Nuestro mundo actual nos enfrenta con millones de niñas y mujeres desoladas por la guerra, desplazadas, violadas, expulsadas de sus pueblos, con sus construcciones y lazos afectivos hechos pedazos, que van recorriendo la tierra, siempre buscando la vida en otra parte, andariegas eternas hacia un lugar donde plantarse, un lugar donde sea posible el amor a la diferencia y no su persecución, ni su destrucción o asesinato. A la vez, vemos hasta el cansancio a millones de hombres, guerreros todos, quienes, sin importar sus ideologías o religiones, arrasan pueblos y dejan un sinnúmero de cadáveres a su paso. Aquellas mujeres repiten con horror la acción de Antígona; y esos hombres, con la cabeza inclinada y dispuestos a obedecer a su padre y destruir a sus hermanos, caminan sobre los pasos de Edipo y con encendido furor repiten, agrandando, el odio de aquel.

La saga de los Labdácidas ha cosechado sus frutos: el desarrollo de estos postulados a partir del odio y el desprecio a la caverna —que funge simbólicamente como las sombras y los matices, como la oscuridad en la que toda vida se guarda y a la que toda vida debe retornar si de verdad quiere saber de sí misma y de la dirección de su destino—, a la par con una racionalidad que pretende extirpar de los humanos la garra que aún se abre tras nuestras manos y las fauces que se desperezan, inconscientes nosotros de ellas, tras nuestras bocas.
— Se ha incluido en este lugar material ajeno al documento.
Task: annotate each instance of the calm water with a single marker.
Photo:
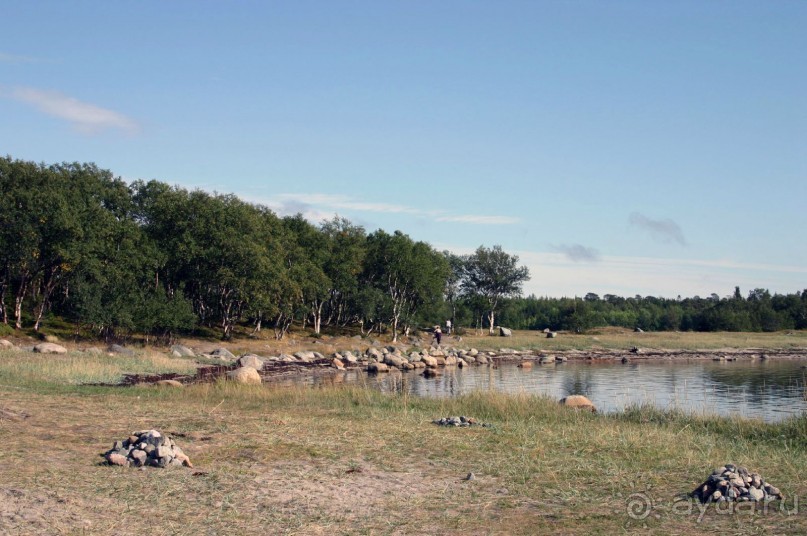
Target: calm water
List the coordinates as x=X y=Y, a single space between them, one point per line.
x=767 y=389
Esta saga ha tenido su más clara presencia en el Holocausto nazi, final ilusorio que se expandió por todo el planeta y enseñó no pocas formas de destrucción en la continuación de una lógica guerrera que odia la vida en su asombro constante, que desprecia la oscuridad, vientre la tierra, vientre la madre, desde la cual se eleva.
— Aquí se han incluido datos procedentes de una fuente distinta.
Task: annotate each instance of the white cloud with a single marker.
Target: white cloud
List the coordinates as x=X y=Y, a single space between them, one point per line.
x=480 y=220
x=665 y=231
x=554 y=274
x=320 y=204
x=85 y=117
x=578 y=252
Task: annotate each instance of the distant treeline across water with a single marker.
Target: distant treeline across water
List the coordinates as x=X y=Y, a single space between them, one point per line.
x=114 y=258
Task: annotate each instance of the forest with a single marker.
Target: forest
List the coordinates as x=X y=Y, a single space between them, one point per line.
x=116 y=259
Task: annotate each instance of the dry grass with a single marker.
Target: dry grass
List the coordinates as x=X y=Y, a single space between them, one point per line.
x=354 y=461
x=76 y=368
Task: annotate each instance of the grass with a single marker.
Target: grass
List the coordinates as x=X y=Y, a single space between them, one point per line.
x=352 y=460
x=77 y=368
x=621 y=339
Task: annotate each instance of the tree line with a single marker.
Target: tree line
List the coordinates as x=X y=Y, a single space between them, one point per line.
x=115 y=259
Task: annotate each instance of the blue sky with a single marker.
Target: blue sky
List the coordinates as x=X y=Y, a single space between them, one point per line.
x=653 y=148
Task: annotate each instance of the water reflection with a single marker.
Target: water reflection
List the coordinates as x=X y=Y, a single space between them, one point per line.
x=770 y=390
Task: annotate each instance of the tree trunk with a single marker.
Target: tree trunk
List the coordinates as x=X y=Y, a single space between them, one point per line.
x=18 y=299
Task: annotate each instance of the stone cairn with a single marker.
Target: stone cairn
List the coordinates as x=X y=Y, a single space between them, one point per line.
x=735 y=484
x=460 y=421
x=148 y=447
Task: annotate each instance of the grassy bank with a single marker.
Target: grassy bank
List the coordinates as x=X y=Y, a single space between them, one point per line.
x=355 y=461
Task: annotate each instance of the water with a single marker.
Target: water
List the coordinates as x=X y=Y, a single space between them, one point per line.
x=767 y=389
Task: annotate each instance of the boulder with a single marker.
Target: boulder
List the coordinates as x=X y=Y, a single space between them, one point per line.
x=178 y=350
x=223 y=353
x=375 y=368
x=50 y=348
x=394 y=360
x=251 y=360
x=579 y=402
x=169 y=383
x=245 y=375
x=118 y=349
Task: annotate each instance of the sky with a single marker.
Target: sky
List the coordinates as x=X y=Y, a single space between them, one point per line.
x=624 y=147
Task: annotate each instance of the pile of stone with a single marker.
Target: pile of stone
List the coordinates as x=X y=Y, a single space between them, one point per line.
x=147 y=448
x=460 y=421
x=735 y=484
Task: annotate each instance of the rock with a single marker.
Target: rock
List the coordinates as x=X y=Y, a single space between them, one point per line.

Y entonces, ¿qué papel desempeñan Yocasta y Antígona? ¿Por qué no se ha pensado directamente en ellas, o solo se las ha considerado para reforzar el desprecio por lo femenino y, con ello, el desprecio por la vida? ¿Por qué no nos hemos preguntado por aquel ahorcamiento de otra manera y bajo otras premisas que no sean la eterna culpa que en nuestra cultura y en sus fundamentos filosóficos, religiosos y psicológicos ha arrastrado la mujer? Todas las psicologías más o menos profundas han afirmado con vehemencia y contundencia que hay que separarse de la madre, salir del hogar, renunciar a su afecto; incluso que toda hija debe despreciar y odiar a la madre para poder ingresar por el desfiladero del horror, de la ley del padre, de la obediencia a este con el fin de ser transmisora de sus leyes y de su odio. En cambio, no se afirma que hay que abandonar al padre y no emularlo, que hay que separarse de él para poder ser creadores, para acceder a nuevas formas de nuestra psique y de nuestro estar en el mundo. Esta negación o este silencio garantiza lo más horroroso de la cultura patriarcal: la obediencia. Y si no es así, cómo comprender miles y miles de hombres, guerreros todos, obedientes y sumisos a las instituciones del padre, a sus gobiernos, a sus ejércitos, dispuestos a morir y a matar en nombre de la pater-patria. El mito de Edipo como mito fundacional de Occidente es, en el fondo, el mito de la obediencia y de la reproducción horrorosa de una guerra que, mandada por el padre —esa es su maldición—, inocula su reproducción en cada hombre: cada hombre quiere ser padre, dominar a la mujer, ocupar su lugar en el poder, ejercer su dominio y matar a su hermano.